El 27 de abril de 1998, un grupo de esposas de carabitates fue violentamente reprimido por un piquete de funcionarios de la misma institución mientras protestaba en forma pacífica en el centro de Santiago por los bajos sueldos que recibían sus piernas peludas. Cinco años más tarde -fecha que coincide casi justito con el 76º aniversario de los hombres de verde-, la Corte Interamericana de Derechos Humanos declaró admisible una denuncia interpuesta por las mujeres golpeadas y otra de sus esposos, pasados a retiro por esta misma cuática.
Este cahuín de violencia intra-institucional llegó hasta la alta corte, luego que la justicia militar, el 24 de febrero de este año, decretó el sobreseimiento total y temporal de la causa, resolución que fue apelada por los afectados.

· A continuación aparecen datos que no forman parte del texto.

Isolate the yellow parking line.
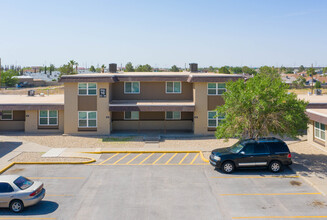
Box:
[220,193,321,196]
[138,153,154,165]
[211,175,299,179]
[113,153,131,165]
[126,153,143,165]
[165,153,177,164]
[99,153,119,165]
[232,215,327,219]
[152,153,166,165]
[190,154,199,164]
[178,153,190,164]
[28,177,85,180]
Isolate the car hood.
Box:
[212,147,231,156]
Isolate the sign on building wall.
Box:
[99,88,107,98]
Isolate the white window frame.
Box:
[166,81,182,94]
[124,111,140,121]
[124,81,141,94]
[77,111,98,128]
[207,82,227,95]
[39,110,59,126]
[1,110,14,121]
[313,121,326,141]
[77,82,98,96]
[207,111,225,128]
[165,111,182,120]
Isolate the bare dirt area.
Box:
[0,86,64,95]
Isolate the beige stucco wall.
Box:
[193,82,214,135]
[25,110,64,133]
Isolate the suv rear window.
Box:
[14,176,34,190]
[265,142,289,153]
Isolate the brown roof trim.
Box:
[109,106,195,112]
[305,112,327,124]
[0,104,64,110]
[59,73,245,83]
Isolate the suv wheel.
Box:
[9,200,24,213]
[269,161,282,173]
[222,161,235,173]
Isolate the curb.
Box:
[80,150,209,163]
[0,157,96,174]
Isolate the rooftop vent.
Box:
[109,63,117,73]
[190,63,198,73]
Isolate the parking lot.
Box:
[0,156,327,219]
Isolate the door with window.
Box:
[0,182,14,207]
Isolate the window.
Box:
[0,183,14,193]
[124,82,140,94]
[39,110,58,125]
[208,111,225,128]
[1,110,13,120]
[166,82,182,93]
[78,112,97,128]
[78,83,97,95]
[124,112,140,120]
[208,83,226,95]
[166,112,181,120]
[314,122,325,141]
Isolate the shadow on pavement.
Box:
[0,141,23,157]
[292,152,327,179]
[0,200,59,216]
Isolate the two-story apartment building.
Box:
[0,66,243,135]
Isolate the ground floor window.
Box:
[39,110,58,125]
[208,111,225,128]
[124,111,140,120]
[78,111,97,128]
[314,122,325,141]
[166,111,181,120]
[1,110,13,120]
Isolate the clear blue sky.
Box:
[0,0,327,67]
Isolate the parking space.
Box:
[96,152,208,166]
[0,161,327,220]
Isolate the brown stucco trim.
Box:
[305,112,327,124]
[59,73,245,83]
[0,104,64,110]
[109,105,195,112]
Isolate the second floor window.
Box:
[166,82,182,93]
[1,110,13,120]
[124,82,140,94]
[208,83,226,95]
[78,83,97,95]
[39,110,58,125]
[124,111,140,120]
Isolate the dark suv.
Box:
[209,138,292,173]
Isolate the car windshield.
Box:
[14,176,34,190]
[229,142,244,154]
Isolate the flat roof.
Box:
[0,95,64,110]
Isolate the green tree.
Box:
[231,67,243,74]
[315,80,321,89]
[299,65,305,72]
[90,65,96,73]
[219,66,230,74]
[242,66,257,75]
[170,65,179,72]
[0,70,18,87]
[216,73,309,139]
[135,64,152,72]
[125,62,135,72]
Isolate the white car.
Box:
[0,175,45,213]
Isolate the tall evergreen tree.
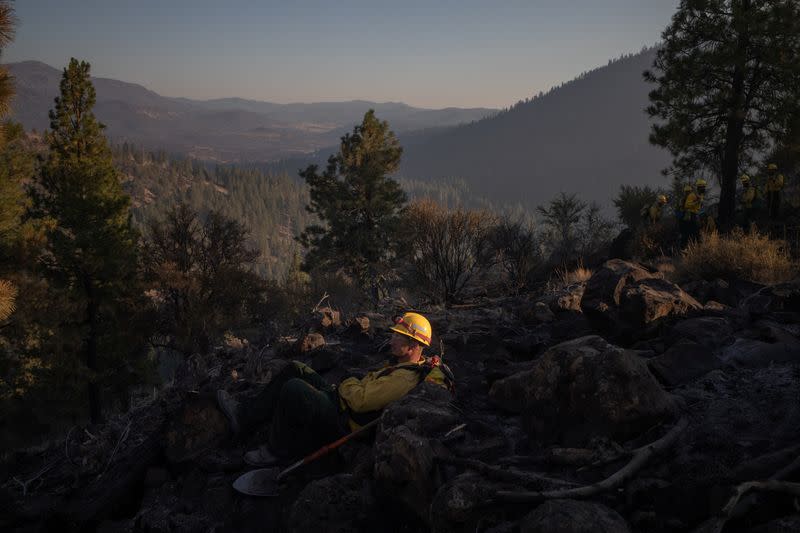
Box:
[299,109,407,297]
[0,0,18,312]
[32,58,138,422]
[644,0,800,228]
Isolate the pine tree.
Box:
[0,0,19,312]
[32,58,138,422]
[644,0,800,229]
[298,110,407,297]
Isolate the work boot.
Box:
[244,444,281,467]
[217,390,241,434]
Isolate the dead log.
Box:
[694,480,800,533]
[493,418,689,503]
[439,457,577,486]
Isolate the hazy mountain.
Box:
[401,50,670,205]
[4,61,495,161]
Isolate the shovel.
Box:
[233,418,380,497]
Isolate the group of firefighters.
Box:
[642,163,786,247]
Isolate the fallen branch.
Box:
[694,480,800,533]
[440,457,577,486]
[695,442,800,533]
[494,418,689,503]
[12,459,58,497]
[97,421,131,479]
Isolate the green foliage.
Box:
[676,228,798,284]
[114,145,315,280]
[489,217,543,293]
[645,0,800,228]
[536,192,615,265]
[299,110,406,295]
[31,59,147,422]
[402,200,496,305]
[143,204,266,355]
[614,185,665,229]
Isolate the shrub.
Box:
[403,200,496,304]
[489,217,542,293]
[548,263,593,291]
[614,185,662,229]
[676,230,796,284]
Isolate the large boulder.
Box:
[721,339,800,368]
[740,278,800,322]
[519,500,630,533]
[619,278,703,328]
[489,335,677,445]
[647,340,722,387]
[671,316,733,350]
[374,382,461,521]
[539,283,586,313]
[581,259,662,320]
[288,474,373,533]
[430,473,525,533]
[581,259,703,335]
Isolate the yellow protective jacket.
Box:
[764,174,786,192]
[683,192,703,215]
[739,185,757,209]
[647,201,662,224]
[338,358,447,429]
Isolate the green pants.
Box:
[241,361,348,457]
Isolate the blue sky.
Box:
[2,0,679,107]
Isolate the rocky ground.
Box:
[0,260,800,533]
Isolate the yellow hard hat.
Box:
[391,313,431,346]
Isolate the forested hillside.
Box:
[400,49,669,205]
[9,61,495,162]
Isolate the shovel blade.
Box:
[233,468,281,498]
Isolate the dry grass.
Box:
[0,279,17,320]
[549,264,593,291]
[676,230,797,284]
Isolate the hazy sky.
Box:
[2,0,679,107]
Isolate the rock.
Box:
[317,307,342,331]
[648,340,722,387]
[288,474,373,533]
[619,279,703,328]
[681,279,738,305]
[581,259,702,335]
[345,315,370,338]
[519,500,630,533]
[373,382,461,521]
[671,316,733,350]
[430,474,520,533]
[703,300,731,313]
[533,302,556,324]
[538,283,586,314]
[581,259,662,321]
[740,278,800,323]
[721,338,800,368]
[164,395,228,463]
[144,466,169,489]
[489,336,676,445]
[295,333,325,353]
[748,514,800,533]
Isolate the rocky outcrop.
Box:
[581,259,703,335]
[519,500,630,533]
[374,383,461,521]
[489,336,676,445]
[288,474,374,533]
[647,340,722,387]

El abogado de la Clínica Jurídica de la Universidad Diego Portales, Francisco Cox, quien representa a seis de las afectadas, dijo que hay pruebas concretas de los maltratos físicos en contra de las mujeres y celebró que en la Corte Interamericana, con sede en San José de Costa Rica, les hayan dado pelota.
Por su parte, el general director de Carabineros, Alberto Cienfuegos, sostuvo que el que la organización haya declarado admisible estas denuncias no significa que se objete el proceso judicial efectuado en Chile y no le quiso dar más luz al gas.